There was jet speed, skyrocketing performances but rapidly, manically waning fortunes. Precisely this highlighted the right-arm bowler’s predicament.

It wasn’t that he wasn’t fit. No inch of fat. Not a trace of loosely hanging muscle. All toned up. Tait was a robust man of flesh and blood, pious dedication and strong moral fibre. But the dilemmas cricket taxed him with were too good for the strangely withering frame he was contesting with. Even as he played his final T20 game for Australia just months before, 31st January 2016, Tait was express pace again. Clocking up the 148-k/hr tag. But he also highlighted another concern that, till this very last game continued his troubles with line. If not length!For most pace bowlers, it’s both- line and length to be in absolute control. Shaun Tait had menacing length but no line.

How else would you describe a rather mediocre performance in that virtually do-or-die game for Australia against India, Cricket World Cup, 2011? Tait conceded most runs, delivered 8 extras of Australia’s tally of 21 and went nearly above 7.5-an over. Not the kind of stuff Clarke would’ve expected from a premium pace bowler. And truth be told, the habit, rather a constantly occurring misgiving of delivering way too many no-balls and wides heightened Shaun Tait’s struggle with form just as much his express pace bowling, magnified by generating an extra bounce, covered the chinks in his armour.

In his debut game, Ashes 2005, he did strike early. Drew first blood and collected an impressive 3 wickets. But of the 450 plus England score, Tait contributed a nearly 120 or something. For the most part of his limping cricketing journey, built on the painfully correct tedium of having a shiny, rhythmic bowling action, that could be quite likened to a Joel Garner or Wes Hall, Tait walked the tightrope between the emotional trouble of having to sit out on injury and performing with a probing frame, one that doubted him more than the Aussie selectors.

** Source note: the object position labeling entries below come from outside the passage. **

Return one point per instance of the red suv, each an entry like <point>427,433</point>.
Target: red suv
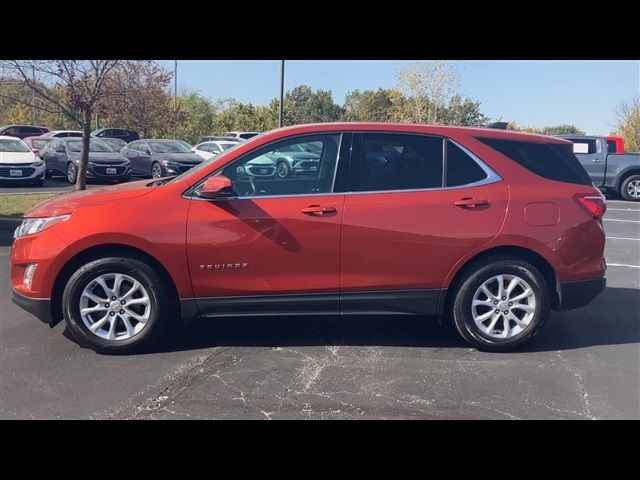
<point>489,228</point>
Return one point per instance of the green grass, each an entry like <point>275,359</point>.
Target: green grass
<point>15,205</point>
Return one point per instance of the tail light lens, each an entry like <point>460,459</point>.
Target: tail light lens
<point>594,205</point>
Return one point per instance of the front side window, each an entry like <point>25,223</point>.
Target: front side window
<point>11,145</point>
<point>302,165</point>
<point>397,162</point>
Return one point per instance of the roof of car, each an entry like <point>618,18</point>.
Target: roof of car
<point>416,128</point>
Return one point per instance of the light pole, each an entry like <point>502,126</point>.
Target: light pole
<point>281,122</point>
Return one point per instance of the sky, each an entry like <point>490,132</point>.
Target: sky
<point>535,93</point>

Above all, we must tip our hat to a cricketer who seemed content and focused in an era marked by expletives, soaring commercial fortunes and insular cricketing personalities.

Not much of a talker, Shaun Tait, who only collected 67 wickets from the very limited ODIs and hardly a handful Tests that he played, has bowed out as an amiable, kind and encouraging man. He was up for the rigours of T20, even whilst facing his toughest physical challenge for Rajasthan Royals in the IPL (under Dravid’s consistency) as he battled sore back and cramps. Ever a patient listener and someone you would first reach out to, to celebrate a dismissal, the Adelaide-man persisted. Smiled. And above self achievements- most remarkably that of being the world’s fastest bowler at one time- took pleasure in others’. That’s not only a wonderful quality, rather indicative of a rarity that one doesn’t observe in contemporary cricketing culture.